Je souhaiterais obtenir une réponse aux questions suivantes :

1. La ministre confirme-t-elle ces constatations et peut-elle me fournir toutes les données utiles à ce sujet ?

2. La législation permet-elle actuellement à des dentistes d'effectuer des visites dans les établissements hospitaliers et de soins de santé (personnes âgées, handicapées,... ? Dans l'affirmative, de quelle manière cela est-il réglementé ? Dans la négative, quelles prescriptions légales faut-il alors instaurer pour que cela devienne possible ?

3. Est-il permis que le dentiste dispense des soins via un cabinet dentaire mobile (par exemple, une sorte de remorque d'où l'on peut retirer du matériel de traitement pour l'installer dans l'établissement) ? Dans l'affirmative, à quelles conditions et exigences faut-il répondre ? Dans la négative, existe-t-il une volonté d'autoriser cette sorte de pratique médicale et de la réglementer/subsidier ?

Réponse reçue le 12 juillet 2011 :

En réponse à votre question, je peux informer qu’une étude actuellement en cours, financée par l’Institut national d’assurance maladie-invalidité (INAMI), vise à cartographier l’état de santé buccale des patients présentant des besoins spécifiques, dans le but de pouvoir évaluer leur besoin d’accompagnement et de traitement. L’étude porte sur deux groupes-cibles : les personnes âgées (fragiles) d’une part, et les personnes présentant des limitations mentales, physiques ou sociales d’autre part. Cette étude est réalisée par deux universités (KULeuven et UGent), accompagnées dans leur mission par deux groupes consultatifs. Un symposium international organisé dans le cadre de cette étude, qui s’est tenu le 25 août 2010, a confirmé l’existence d’un besoin de traitement élevé et la nécessité de supprimer les seuils d’accessibilité. Le contrat pour cette étude se terminait fin décembre 2010, mais en raison du retard dans l’association des données de l’enquête il y a provisoirement lieu d’attendre encore quelque peu les résultats. Comme prévu au point 4.2. de l’Accord national dento-mutualiste 2011-2012, un financement de 365 000 euros est prévu pour l’étude de l’implémentation des recommandations faites tant en ce qui concerne la faisabilité sur le terrain qu’en ce qui concerne l’incidence financière. Par la suite, au plus tôt à partir de 2012 et si les moyens budgétaires sont disponibles, le soutien de ces mesures sera appliqué à grande échelle en assurance obligatoire soins de santé.

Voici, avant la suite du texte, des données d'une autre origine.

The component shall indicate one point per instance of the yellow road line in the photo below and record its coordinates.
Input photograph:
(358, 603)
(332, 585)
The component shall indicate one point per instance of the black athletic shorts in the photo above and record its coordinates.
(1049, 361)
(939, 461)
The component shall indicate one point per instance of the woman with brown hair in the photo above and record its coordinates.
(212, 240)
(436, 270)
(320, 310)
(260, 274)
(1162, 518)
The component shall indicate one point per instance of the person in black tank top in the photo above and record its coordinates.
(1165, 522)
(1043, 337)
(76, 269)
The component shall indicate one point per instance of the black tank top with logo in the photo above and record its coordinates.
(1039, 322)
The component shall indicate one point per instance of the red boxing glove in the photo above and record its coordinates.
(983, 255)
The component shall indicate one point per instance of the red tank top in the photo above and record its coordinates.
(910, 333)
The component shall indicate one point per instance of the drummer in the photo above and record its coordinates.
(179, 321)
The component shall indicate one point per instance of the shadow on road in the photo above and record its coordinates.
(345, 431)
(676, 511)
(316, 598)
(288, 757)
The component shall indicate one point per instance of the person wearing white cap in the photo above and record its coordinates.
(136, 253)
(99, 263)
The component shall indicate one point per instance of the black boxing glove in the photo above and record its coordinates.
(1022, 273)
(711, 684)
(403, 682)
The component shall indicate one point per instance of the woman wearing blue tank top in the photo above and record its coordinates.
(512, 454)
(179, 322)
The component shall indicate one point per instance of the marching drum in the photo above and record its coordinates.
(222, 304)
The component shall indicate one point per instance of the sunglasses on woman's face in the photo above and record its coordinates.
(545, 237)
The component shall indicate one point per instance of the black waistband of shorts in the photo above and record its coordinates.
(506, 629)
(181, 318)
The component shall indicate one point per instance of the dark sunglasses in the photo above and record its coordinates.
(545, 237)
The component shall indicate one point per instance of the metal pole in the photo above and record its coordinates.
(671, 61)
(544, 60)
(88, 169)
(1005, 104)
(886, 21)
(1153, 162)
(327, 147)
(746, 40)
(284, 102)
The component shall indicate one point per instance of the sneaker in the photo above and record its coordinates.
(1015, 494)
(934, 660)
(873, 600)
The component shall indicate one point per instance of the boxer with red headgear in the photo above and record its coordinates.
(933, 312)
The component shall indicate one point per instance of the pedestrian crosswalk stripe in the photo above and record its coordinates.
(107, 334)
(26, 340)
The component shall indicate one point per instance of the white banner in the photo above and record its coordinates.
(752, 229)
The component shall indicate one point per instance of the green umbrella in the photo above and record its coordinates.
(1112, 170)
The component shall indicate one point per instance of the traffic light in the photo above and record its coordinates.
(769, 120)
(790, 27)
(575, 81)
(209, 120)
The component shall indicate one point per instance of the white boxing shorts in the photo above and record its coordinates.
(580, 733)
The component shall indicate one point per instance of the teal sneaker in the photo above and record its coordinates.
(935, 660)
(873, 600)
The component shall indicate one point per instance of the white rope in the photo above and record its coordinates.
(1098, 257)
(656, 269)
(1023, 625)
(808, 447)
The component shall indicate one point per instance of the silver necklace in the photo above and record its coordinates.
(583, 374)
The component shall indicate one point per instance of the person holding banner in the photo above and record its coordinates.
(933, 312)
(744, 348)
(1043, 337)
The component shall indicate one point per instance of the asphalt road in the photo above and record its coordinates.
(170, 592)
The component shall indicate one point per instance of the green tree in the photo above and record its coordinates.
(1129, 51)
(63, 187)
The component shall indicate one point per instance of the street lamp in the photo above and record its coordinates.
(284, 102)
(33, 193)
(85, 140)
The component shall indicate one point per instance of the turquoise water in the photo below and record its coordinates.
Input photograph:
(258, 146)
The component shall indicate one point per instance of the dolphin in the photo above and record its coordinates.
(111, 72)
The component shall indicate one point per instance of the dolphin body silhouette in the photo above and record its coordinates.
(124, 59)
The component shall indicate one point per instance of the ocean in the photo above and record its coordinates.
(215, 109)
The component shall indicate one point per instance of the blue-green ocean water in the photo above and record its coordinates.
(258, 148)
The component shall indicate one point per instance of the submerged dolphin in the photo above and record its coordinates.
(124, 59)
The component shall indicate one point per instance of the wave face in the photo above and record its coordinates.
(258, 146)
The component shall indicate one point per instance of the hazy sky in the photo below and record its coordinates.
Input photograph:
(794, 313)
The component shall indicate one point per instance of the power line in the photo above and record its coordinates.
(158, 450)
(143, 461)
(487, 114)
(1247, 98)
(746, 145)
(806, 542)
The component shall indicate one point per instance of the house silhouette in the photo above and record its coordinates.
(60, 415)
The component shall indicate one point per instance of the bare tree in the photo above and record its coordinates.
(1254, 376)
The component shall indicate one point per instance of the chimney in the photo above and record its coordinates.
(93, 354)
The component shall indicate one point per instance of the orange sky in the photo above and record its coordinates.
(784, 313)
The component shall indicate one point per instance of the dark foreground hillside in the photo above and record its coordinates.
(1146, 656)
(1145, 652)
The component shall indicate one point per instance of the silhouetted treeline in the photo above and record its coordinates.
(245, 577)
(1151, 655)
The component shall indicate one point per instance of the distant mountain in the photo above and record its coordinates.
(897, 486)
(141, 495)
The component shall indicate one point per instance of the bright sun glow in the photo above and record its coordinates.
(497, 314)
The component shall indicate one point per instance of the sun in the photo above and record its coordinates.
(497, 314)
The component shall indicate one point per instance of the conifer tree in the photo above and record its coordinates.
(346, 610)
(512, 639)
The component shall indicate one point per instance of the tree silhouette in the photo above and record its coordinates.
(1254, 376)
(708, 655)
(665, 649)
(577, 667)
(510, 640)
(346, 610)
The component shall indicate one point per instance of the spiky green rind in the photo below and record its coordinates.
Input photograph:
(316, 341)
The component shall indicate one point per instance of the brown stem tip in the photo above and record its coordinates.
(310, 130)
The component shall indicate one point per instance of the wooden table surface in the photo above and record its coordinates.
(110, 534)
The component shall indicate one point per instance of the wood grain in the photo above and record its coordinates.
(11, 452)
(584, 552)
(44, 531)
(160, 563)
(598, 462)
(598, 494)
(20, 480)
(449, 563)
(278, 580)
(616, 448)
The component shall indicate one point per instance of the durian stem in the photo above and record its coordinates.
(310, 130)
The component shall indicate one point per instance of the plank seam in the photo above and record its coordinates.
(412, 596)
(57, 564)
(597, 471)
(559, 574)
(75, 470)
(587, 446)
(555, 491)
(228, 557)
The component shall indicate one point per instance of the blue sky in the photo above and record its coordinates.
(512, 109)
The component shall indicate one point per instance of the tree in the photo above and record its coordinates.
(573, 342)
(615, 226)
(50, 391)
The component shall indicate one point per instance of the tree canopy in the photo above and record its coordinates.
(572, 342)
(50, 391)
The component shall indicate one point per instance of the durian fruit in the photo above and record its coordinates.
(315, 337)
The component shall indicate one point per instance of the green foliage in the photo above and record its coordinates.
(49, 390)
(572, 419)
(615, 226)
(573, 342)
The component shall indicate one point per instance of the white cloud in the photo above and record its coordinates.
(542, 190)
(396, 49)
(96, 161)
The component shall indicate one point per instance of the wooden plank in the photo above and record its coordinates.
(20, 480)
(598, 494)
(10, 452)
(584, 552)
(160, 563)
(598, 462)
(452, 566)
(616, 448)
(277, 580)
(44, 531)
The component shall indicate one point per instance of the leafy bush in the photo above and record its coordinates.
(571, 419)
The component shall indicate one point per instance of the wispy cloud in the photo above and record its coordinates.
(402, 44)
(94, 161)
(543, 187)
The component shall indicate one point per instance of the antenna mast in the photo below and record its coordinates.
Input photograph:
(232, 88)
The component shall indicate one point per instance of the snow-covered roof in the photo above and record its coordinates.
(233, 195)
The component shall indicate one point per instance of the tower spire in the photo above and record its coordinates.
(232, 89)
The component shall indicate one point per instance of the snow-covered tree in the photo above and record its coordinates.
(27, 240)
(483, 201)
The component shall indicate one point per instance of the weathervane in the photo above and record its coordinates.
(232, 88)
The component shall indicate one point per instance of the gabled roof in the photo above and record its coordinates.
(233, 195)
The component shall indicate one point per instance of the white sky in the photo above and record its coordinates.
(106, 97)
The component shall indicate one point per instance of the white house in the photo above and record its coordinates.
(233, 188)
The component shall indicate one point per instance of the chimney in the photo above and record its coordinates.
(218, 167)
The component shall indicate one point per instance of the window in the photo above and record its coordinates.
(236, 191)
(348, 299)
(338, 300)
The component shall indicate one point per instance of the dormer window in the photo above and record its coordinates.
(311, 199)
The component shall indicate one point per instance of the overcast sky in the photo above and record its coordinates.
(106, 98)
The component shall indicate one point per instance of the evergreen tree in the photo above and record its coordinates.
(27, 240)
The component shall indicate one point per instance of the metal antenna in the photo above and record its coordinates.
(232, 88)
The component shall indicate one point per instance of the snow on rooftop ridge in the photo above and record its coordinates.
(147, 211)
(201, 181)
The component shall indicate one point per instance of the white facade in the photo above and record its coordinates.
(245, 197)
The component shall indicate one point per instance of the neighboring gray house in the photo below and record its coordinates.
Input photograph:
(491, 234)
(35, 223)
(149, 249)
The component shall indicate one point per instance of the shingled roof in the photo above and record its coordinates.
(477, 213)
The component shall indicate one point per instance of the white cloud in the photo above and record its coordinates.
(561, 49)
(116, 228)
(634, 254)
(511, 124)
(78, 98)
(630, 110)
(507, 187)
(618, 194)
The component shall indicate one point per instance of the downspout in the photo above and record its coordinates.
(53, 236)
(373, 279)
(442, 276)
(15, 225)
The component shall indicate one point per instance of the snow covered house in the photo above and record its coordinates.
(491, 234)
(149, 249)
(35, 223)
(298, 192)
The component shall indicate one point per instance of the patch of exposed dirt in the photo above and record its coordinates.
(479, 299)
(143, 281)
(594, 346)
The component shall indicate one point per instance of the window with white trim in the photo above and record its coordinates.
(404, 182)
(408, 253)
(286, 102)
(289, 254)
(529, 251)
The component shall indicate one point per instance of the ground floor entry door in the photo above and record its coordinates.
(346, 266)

Il n’existe actuellement aucune réglementation spécifique prévoyant que des dentistes peuvent se rendre dans des établissements hospitaliers et de soins. En fonction des recommandations qui seront formulées par l’étude, il sera examiné avec les différents secteurs concernés comment régler au mieux le problème lié à la mobilité, par exemple en engageant des unités dentaires mobiles. Outre la résolution de ces problèmes pratiques, il conviendra également de travailler à la sensibilisation des patients, des dispensateurs de soins et des aidants informels afin d’accroître l’attention sur une bonne hygiène buccale et de souligner son importance.